I wasn’t able to locate the actual runtime implementations of these methods in the codebase. Please manually confirm that:

• The PrismaClient methods $executeRaw, $executeRawUnsafe, $queryRaw, and $queryRawUnsafe map template values or argument arrays to the correct placeholder syntax for each provider (e.g. $1, $2… on PostgreSQL, ? on SQLite, etc.).
• The underlying query engine or connector layer uniformly handles placeholder translation across all supported databases.

packages/runtime/test/client-api/raw-query.test.ts (2)

1-80: Comprehensive test coverage for raw query methods.

The test suite effectively covers all four new raw query methods with appropriate test scenarios. The implementation correctly handles provider-specific parameter syntax differences and verifies both execution results and data changes.

---

41-47: Good handling of provider-specific SQL parameter syntax.

The conditional parameter placeholder logic correctly handles the differences between PostgreSQL ($1, $2) and SQLite (?) parameter syntax.

packages/runtime/src/client/executor/zenstack-query-executor.ts (3)

84-84: Proper parameter propagation to interceptors.

The explicit passing of compiledQuery.parameters ensures that query parameters are available throughout the interceptor pipeline, which is essential for the new raw query functionality.

---

99-104: Updated method signature supports parameter handling.
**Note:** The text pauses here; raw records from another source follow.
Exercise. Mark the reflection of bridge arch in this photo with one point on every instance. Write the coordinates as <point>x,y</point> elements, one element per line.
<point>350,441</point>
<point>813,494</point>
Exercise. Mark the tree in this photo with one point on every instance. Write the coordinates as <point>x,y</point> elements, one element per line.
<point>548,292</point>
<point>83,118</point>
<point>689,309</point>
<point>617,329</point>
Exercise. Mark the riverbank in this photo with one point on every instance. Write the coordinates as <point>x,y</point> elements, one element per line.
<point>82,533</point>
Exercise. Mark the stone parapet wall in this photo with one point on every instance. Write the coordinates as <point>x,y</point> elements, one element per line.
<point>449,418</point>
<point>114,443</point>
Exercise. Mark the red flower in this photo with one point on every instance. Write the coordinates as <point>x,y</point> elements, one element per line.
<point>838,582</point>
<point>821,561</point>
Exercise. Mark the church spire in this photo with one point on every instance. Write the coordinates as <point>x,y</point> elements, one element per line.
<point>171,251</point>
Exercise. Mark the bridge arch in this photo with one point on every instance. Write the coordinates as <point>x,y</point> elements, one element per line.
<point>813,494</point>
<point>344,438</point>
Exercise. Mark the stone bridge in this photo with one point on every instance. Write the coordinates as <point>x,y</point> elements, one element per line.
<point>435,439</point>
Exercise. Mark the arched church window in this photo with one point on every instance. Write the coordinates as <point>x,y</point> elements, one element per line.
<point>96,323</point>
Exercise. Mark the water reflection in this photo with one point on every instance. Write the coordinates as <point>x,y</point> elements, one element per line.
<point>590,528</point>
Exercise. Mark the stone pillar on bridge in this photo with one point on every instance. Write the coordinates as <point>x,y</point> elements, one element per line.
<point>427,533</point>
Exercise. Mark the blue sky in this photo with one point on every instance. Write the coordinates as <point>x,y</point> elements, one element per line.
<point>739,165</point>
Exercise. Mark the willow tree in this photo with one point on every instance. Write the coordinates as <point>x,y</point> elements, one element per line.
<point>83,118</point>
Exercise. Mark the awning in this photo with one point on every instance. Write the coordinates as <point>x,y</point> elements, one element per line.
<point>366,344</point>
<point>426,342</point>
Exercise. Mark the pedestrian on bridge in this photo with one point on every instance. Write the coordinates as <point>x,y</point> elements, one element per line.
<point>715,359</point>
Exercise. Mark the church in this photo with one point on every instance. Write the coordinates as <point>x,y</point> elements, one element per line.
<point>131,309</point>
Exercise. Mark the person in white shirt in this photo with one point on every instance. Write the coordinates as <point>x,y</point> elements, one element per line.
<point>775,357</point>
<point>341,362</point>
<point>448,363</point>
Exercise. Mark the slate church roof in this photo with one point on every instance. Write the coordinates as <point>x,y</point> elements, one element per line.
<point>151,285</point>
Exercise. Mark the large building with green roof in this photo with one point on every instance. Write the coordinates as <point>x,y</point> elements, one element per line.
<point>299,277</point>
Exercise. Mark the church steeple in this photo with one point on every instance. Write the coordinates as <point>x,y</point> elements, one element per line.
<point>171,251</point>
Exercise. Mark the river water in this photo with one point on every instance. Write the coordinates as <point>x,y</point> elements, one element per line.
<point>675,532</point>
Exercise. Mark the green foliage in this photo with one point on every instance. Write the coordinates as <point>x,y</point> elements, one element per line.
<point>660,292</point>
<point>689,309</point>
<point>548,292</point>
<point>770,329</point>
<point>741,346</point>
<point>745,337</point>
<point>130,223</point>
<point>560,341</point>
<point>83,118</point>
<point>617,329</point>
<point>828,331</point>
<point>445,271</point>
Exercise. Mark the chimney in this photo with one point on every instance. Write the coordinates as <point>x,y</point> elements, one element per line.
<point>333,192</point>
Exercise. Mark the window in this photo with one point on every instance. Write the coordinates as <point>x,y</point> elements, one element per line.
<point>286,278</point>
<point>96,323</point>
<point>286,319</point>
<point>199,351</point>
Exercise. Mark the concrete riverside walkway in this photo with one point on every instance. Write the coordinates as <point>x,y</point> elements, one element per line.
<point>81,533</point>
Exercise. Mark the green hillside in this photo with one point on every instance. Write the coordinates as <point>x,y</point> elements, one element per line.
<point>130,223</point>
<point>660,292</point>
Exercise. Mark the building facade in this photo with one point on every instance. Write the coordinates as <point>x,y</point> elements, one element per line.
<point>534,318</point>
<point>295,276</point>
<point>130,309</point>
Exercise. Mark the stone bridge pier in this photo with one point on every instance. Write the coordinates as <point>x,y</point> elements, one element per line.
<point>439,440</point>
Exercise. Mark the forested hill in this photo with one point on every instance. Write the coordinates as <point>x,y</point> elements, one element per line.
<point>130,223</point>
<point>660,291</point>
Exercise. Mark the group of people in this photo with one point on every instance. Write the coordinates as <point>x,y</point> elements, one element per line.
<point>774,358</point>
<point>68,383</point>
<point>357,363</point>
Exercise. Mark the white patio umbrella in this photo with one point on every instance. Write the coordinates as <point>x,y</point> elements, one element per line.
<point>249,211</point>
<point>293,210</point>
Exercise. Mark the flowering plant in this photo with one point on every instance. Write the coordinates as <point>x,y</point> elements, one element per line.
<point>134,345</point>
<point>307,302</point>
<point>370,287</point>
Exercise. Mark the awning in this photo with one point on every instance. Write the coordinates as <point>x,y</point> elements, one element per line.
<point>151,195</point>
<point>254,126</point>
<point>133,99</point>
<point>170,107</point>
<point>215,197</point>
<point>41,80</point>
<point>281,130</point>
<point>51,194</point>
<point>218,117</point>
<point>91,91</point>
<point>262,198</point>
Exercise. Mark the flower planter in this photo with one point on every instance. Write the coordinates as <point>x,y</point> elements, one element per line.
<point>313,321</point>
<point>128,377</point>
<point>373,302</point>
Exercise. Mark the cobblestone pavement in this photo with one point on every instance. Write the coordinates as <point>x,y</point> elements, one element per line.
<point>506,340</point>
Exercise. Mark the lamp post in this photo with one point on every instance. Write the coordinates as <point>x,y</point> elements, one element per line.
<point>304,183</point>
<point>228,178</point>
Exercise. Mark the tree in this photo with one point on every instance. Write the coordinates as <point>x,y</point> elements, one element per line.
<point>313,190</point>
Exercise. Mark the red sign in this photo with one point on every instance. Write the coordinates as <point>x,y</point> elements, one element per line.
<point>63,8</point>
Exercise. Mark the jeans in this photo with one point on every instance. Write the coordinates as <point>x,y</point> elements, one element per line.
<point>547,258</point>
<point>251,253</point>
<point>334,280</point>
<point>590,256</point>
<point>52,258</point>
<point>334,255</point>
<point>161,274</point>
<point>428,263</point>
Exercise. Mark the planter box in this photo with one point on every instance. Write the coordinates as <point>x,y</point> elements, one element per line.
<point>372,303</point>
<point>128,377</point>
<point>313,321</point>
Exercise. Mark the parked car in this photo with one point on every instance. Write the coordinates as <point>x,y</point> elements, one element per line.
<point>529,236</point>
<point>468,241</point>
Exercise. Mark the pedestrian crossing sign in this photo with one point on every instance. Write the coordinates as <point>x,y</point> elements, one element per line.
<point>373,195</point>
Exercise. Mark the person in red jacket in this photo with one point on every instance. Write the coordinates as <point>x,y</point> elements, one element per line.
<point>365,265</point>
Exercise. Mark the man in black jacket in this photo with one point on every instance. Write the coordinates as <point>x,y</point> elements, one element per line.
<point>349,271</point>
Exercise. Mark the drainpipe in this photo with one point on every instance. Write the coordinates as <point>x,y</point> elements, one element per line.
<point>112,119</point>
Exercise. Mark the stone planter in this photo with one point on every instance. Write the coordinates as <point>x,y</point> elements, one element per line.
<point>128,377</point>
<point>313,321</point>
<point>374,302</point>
The addition of the parameters parameter and its propagation to proceedQuery maintains the parameter flow through the execution chain.

---

132-135: Correct parameter merging into compiled query.

The merging of parameters into the compiled query object using the spread operator ensures that the original compilation result is preserved while adding the parameters.

packages/runtime/src/client/client-impl.ts (5)

4-10: Appropriate imports for raw query functionality.

The addition of CompiledQuery and sql imports provides the necessary tools for both safe and unsafe raw query execution.

---

215-220: Secure implementation of $executeRaw using tagged templates.

The use of Kysely's sql tagged template function ensures proper parameterization and prevents SQL injection. The return value handling correctly extracts the number of affected rows.

---

222-228: Correct implementation of unsafe raw execution method.

The $executeRawUnsafe method properly uses CompiledQuery.raw for direct SQL execution. The method name and implementation clearly indicate the SQL injection risk, which aligns with the contract documentation.

---

230-235: Secure implementation of $queryRaw using tagged templates.

The query method correctly uses the same secure parameterization approach as $executeRaw but returns the result rows instead of affected row count.

---

237-243: Appropriate implementation of unsafe raw query method.

The $queryRawUnsafe method maintains consistency with its execute counterpart while returning query results. The implementation correctly handles the unsafe SQL execution pattern.